XLMedia experiences declines for FY2023, North American revenue falls by 42%

The affiliate also reported decreases in adjusted EBITDA and gross profit.
Affiliate XLMedia has reported its end-of-year 2023 financial and business results. The company posted falls in both its North American and overall revenue for the year, having previously sold some of its revenue-generating assets.
Revenue in its North American segment fell significantly during the year, with a decrease of 42% when compared to results from its 2022 end-of-year report. Gaming revenue in North America dropped to $0.6m in 2023, reflecting a decline of 54%. Sports revenue in North America totaled $29.2m for the year.
Total company revenue in 2023 reached $50.3m, falling 23% year-over-year.
XLMedia also reported a 26% decrease in its 2023 gross profit, reporting $26.6m for the year.
Adjusted EBITDA reached $12.1m in 2023, falling by 36% when compared to results from last year.
The company recently signed a binding agreement to sell its gaming and sports betting assets in Canada and Europe to Gambling.com Group.

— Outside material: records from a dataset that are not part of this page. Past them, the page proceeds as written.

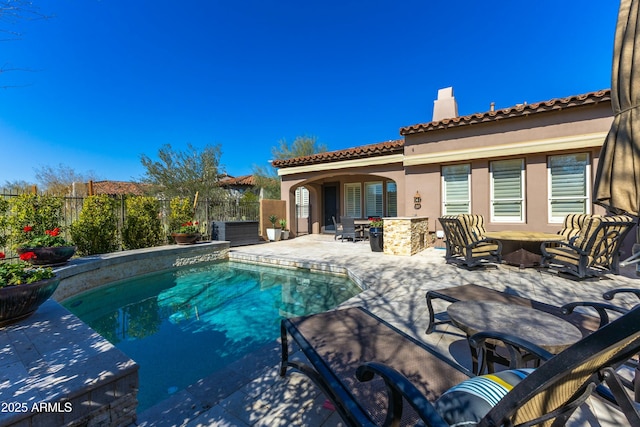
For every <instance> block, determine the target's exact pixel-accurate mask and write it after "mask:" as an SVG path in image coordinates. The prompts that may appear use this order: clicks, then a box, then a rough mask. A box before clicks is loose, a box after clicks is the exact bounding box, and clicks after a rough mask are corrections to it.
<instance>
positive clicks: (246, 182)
mask: <svg viewBox="0 0 640 427" xmlns="http://www.w3.org/2000/svg"><path fill="white" fill-rule="evenodd" d="M220 185H221V186H222V187H234V186H235V187H238V186H250V187H253V186H254V185H256V180H255V178H254V177H253V175H243V176H238V177H233V176H229V175H227V176H225V177H224V178H222V179H221V180H220Z"/></svg>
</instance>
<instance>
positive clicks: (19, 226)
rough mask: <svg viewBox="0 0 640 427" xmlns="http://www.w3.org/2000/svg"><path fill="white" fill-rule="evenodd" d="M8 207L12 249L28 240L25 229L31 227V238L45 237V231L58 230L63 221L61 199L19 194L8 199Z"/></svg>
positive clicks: (56, 197) (63, 213)
mask: <svg viewBox="0 0 640 427" xmlns="http://www.w3.org/2000/svg"><path fill="white" fill-rule="evenodd" d="M9 206H10V210H11V216H10V218H9V225H10V226H11V236H10V239H11V241H12V243H13V246H14V247H18V246H22V245H24V243H25V242H26V241H28V240H29V239H30V236H28V235H27V234H26V232H25V231H24V230H25V227H31V229H30V231H29V235H31V236H45V235H46V234H47V233H46V231H47V230H53V229H55V228H59V227H60V224H62V222H63V219H64V211H63V206H64V199H63V198H62V197H57V196H50V195H46V194H45V195H39V194H21V195H19V196H16V197H12V198H11V199H9Z"/></svg>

Per the terms of the deal, the total consideration for the sale is “up to $42.5m, including a fixed sum of $37.5m plus a potential earnout of up to $5m.”
CEO David King briefly discussed the upcoming sale by saying, “Following the announcement of the sale of the Europe Sports and Gaming business on 1 April 2024, we are focused on driving organic revenues in the North America market, while continuing both to expand our footprint in preparation for new state launches when they happen, while also right sizing the group’s cost base for 2025.”
XLMedia noted that it plans to use the money from the sale to cover its final deferred US acquisition payment, settle tax provisions that are outstanding and cover asset transition costs. The company will also use the proceeds to support is North American business by providing working capital and returning cash to company shareholders.
Company Chair Marcus Rich said, “We are delighted to have realized value for shareholders from the sale of the Group’s Europe and Canada assets whilst also providing cash to clear legacy liabilities and working capital for the North America business.
“We anticipate an initial return of capital to shareholders from sale proceeds in quarter four 2024.”